He closed his eyes, and felt a kiss pressed to his forehead, and a tear that was not his own fall upon his cheek.

With a start he woke, an old man, under a tree, with a cold rain beginning to fall. The garden seemed to be fading from him, like a dream within a dream, and the self that he knew was fading with it. Had he ever walked wing-footed among the stars? Now his feet ached, and his back, and the joints in his fingers. Had he ever drawn on material form like a cloak and cast it off as easily? Now matter was everywhere, it was all of him: hunger and weariness, fear and anger, pain and death.

The claws clutched at him, the darkness was all around him. There was no garden, no light, no strange and ancient voices that spoke to him as one of them. There was only an old man and a monster, falling, falling, falling.

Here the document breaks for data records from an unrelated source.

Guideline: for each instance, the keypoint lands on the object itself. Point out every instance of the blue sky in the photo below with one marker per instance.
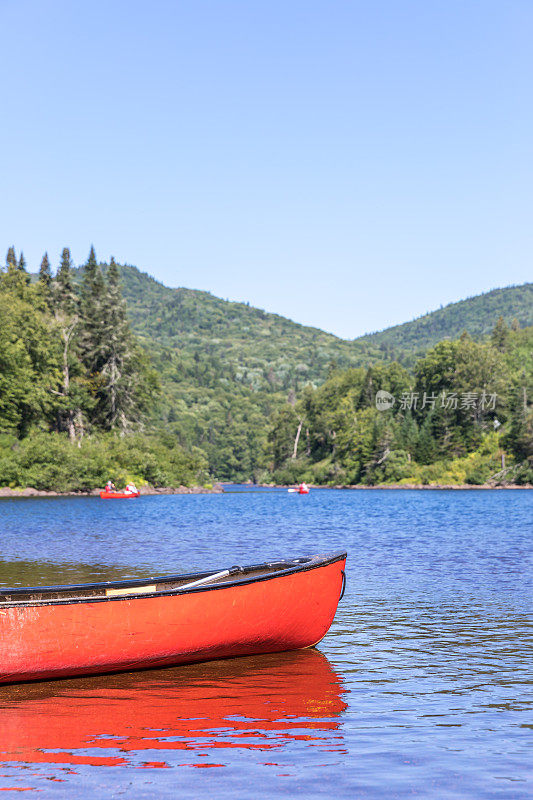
(350, 165)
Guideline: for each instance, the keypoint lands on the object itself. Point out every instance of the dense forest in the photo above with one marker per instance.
(180, 387)
(76, 388)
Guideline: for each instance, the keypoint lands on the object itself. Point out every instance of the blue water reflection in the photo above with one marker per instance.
(423, 688)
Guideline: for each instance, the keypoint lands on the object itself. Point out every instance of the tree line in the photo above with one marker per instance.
(71, 362)
(80, 399)
(464, 415)
(77, 391)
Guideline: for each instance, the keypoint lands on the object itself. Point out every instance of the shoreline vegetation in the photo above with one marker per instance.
(179, 390)
(150, 491)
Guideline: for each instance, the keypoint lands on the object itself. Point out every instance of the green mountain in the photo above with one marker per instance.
(227, 367)
(477, 315)
(267, 351)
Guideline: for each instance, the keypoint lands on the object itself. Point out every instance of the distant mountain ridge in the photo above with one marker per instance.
(171, 315)
(477, 315)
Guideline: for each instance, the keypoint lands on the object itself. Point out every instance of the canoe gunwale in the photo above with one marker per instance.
(286, 568)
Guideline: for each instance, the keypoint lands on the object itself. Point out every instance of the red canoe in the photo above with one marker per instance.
(117, 495)
(52, 632)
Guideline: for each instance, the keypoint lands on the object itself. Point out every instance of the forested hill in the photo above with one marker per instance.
(264, 348)
(259, 349)
(477, 315)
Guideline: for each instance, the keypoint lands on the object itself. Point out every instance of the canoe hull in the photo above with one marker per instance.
(286, 612)
(118, 495)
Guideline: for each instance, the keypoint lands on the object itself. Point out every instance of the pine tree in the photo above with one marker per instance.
(118, 395)
(93, 312)
(45, 273)
(65, 297)
(65, 306)
(11, 258)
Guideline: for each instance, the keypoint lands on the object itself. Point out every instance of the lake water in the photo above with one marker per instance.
(421, 688)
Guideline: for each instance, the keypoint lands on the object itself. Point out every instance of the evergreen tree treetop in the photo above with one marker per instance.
(11, 257)
(45, 273)
(66, 299)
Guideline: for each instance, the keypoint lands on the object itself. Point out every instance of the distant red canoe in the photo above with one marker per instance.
(52, 632)
(118, 495)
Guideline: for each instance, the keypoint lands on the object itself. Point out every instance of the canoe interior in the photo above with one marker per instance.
(172, 584)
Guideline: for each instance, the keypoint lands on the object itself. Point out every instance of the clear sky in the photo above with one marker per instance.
(349, 165)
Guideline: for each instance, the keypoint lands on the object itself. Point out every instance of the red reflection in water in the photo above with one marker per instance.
(259, 703)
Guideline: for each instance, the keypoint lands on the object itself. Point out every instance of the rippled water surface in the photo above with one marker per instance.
(421, 688)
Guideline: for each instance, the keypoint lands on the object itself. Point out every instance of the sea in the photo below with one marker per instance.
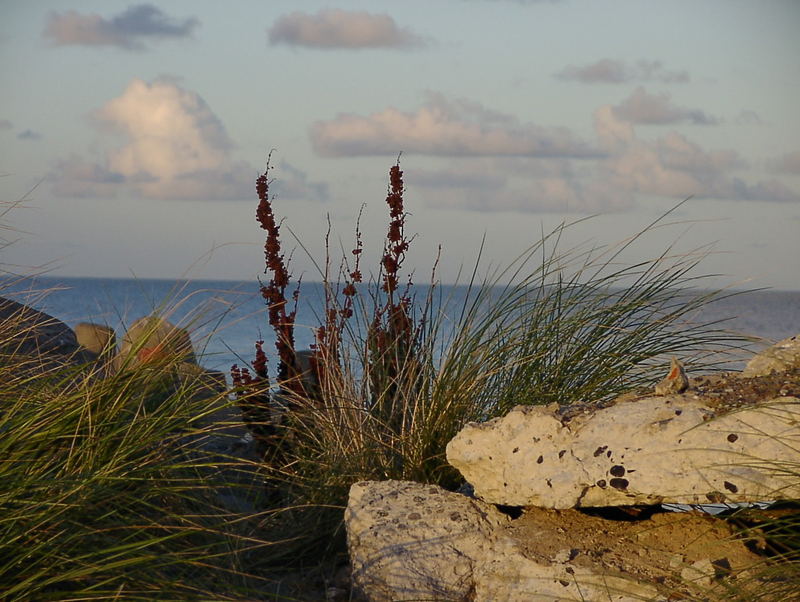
(227, 317)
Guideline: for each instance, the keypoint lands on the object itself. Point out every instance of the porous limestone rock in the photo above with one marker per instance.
(652, 450)
(542, 555)
(96, 338)
(409, 541)
(782, 356)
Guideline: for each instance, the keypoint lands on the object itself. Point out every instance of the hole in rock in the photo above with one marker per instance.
(513, 512)
(622, 513)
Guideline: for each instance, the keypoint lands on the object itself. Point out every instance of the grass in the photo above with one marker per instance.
(108, 488)
(392, 377)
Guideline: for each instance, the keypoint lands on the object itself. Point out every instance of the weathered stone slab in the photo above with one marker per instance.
(541, 555)
(671, 449)
(410, 541)
(782, 356)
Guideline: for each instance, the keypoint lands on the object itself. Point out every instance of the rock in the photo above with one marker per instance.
(675, 382)
(781, 357)
(152, 338)
(409, 541)
(512, 575)
(37, 342)
(652, 450)
(96, 338)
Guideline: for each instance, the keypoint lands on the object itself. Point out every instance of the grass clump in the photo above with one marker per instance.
(108, 485)
(393, 376)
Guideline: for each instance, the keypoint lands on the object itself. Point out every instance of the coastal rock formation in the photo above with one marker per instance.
(151, 338)
(96, 338)
(38, 341)
(409, 541)
(28, 331)
(683, 449)
(581, 490)
(781, 357)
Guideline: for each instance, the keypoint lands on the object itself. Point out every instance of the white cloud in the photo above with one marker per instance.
(126, 30)
(748, 117)
(174, 147)
(641, 107)
(787, 163)
(675, 167)
(335, 28)
(671, 166)
(446, 128)
(610, 71)
(29, 135)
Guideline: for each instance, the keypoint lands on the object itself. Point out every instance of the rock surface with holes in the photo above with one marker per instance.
(674, 449)
(410, 541)
(781, 357)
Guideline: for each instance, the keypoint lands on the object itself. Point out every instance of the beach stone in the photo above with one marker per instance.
(539, 555)
(409, 541)
(25, 331)
(151, 338)
(683, 449)
(782, 356)
(96, 338)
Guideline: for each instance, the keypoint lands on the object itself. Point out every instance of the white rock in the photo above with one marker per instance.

 _It was not always this shape that I wore_ he thought, and looked again at the creature that he strove with, recognition thrumming through him. He clutched at the sword in his hand. The Balrog laughed, or perhaps it splintered; pieces of burning stone or its burning blood flew past his face. 

“Well!” he managed to gasp out, “I can’t say I ever expected to see you again, nor that I’m particularly pleased to do it. You have certainly come down in the world since our last meeting!”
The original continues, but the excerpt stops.